Introduction
Ansible is a powerful IT automation tool that helps system administrators and developers manage infrastructure efficiently. One of its key features is the ability to gather information about target systems, known as "facts." The gather_facts option in Ansible determines whether and how this information is collected during playbook execution.
In this hands-on lab, you will learn how to configure the gather_facts option in Ansible playbooks. You will explore different settings, understand when to enable or disable fact gathering, and discover how to use gathered facts to make your playbooks more dynamic and efficient. By the end of this lab, you will be able to optimize your Ansible workflows by controlling the fact gathering process according to your specific needs.

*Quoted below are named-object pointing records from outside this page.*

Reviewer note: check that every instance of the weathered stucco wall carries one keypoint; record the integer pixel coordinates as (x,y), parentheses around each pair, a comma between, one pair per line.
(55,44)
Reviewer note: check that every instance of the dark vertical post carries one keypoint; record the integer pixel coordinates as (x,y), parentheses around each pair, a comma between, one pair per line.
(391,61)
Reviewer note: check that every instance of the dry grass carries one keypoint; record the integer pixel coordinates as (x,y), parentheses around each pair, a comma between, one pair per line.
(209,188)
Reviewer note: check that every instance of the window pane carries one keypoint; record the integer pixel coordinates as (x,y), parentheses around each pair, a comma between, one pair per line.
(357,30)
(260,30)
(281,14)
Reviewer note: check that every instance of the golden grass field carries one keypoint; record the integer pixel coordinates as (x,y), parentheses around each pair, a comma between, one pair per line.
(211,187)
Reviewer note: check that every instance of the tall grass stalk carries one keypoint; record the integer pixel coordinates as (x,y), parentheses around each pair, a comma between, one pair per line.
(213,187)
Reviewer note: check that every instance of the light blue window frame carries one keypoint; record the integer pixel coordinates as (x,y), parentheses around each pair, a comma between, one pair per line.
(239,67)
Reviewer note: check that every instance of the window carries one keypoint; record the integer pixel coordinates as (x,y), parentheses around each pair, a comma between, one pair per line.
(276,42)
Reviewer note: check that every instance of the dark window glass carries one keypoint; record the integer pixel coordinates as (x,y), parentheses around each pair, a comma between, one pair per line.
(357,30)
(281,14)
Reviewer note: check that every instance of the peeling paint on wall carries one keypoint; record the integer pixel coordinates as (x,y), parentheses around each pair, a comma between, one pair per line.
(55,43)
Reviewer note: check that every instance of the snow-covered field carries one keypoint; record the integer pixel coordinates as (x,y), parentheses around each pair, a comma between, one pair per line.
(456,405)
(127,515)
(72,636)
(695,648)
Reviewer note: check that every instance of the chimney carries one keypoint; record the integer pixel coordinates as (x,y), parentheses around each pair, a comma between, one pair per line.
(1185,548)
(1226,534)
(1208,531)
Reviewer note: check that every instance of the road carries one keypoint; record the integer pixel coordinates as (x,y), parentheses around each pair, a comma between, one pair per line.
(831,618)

Installing Ansible and exploring the gather_facts option
Let's start by installing Ansible and exploring what the gather_facts option does. In this step, we'll install Ansible, create a simple inventory, and run a command to see what facts are gathered.
Installing Ansible
First, let's install Ansible on our system:
sudo apt update
sudo apt install -y ansible
After installation completes, verify that Ansible is installed correctly:
ansible --version
You should see output similar to this:
ansible [core 2.12.x]
config file = /etc/ansible/ansible.cfg
configured module search path = ['/home/labex/.ansible/plugins/modules', '/usr/share/ansible/plugins/modules']
ansible python module location = /usr/lib/python3/dist-packages/ansible
ansible collection location = /home/labex/.ansible/collections:/usr/share/ansible/collections
executable location = /usr/bin/ansible
python version = 3.10.x (default, Aug 14 2022, 00:00:00) [GCC 11.2.0]
jinja version = 3.0.3
libyaml = True
Creating a simple inventory
Now, let's create a simple inventory file to work with. The inventory file defines the hosts that Ansible will manage. For this lab, we'll create a local inventory:
mkdir -p ~/project/ansible
cd ~/project/ansible
Create an inventory file named hosts using the editor:
- Click on the Explorer icon in the WebIDE
- Navigate to the
/home/labex/project/ansibledirectory - Right-click and select "New File"
- Name the file
hosts - Add the following content:
[local]
localhost ansible_connection=local
This inventory sets up a group called local with only one host - localhost. The ansible_connection=local parameter tells Ansible to execute commands directly on the local machine without using SSH.
Exploring gather_facts
Let's run a simple Ansible command to see what facts are gathered by default:
cd ~/project/ansible
ansible local -i hosts -m setup
The command above uses:
local: the group from our inventory-i hosts: specifies our inventory file-m setup: runs the setup module, which gathers facts
You'll see a large JSON output with detailed information about your system, including:
- Hardware information (CPU, memory)
- Network configuration
- Operating system details
- Environment variables
- And much more
This information is what Ansible collects when gather_facts is enabled (which is the default behavior). These facts can be used in playbooks to make decisions or customize tasks based on the target system's characteristics.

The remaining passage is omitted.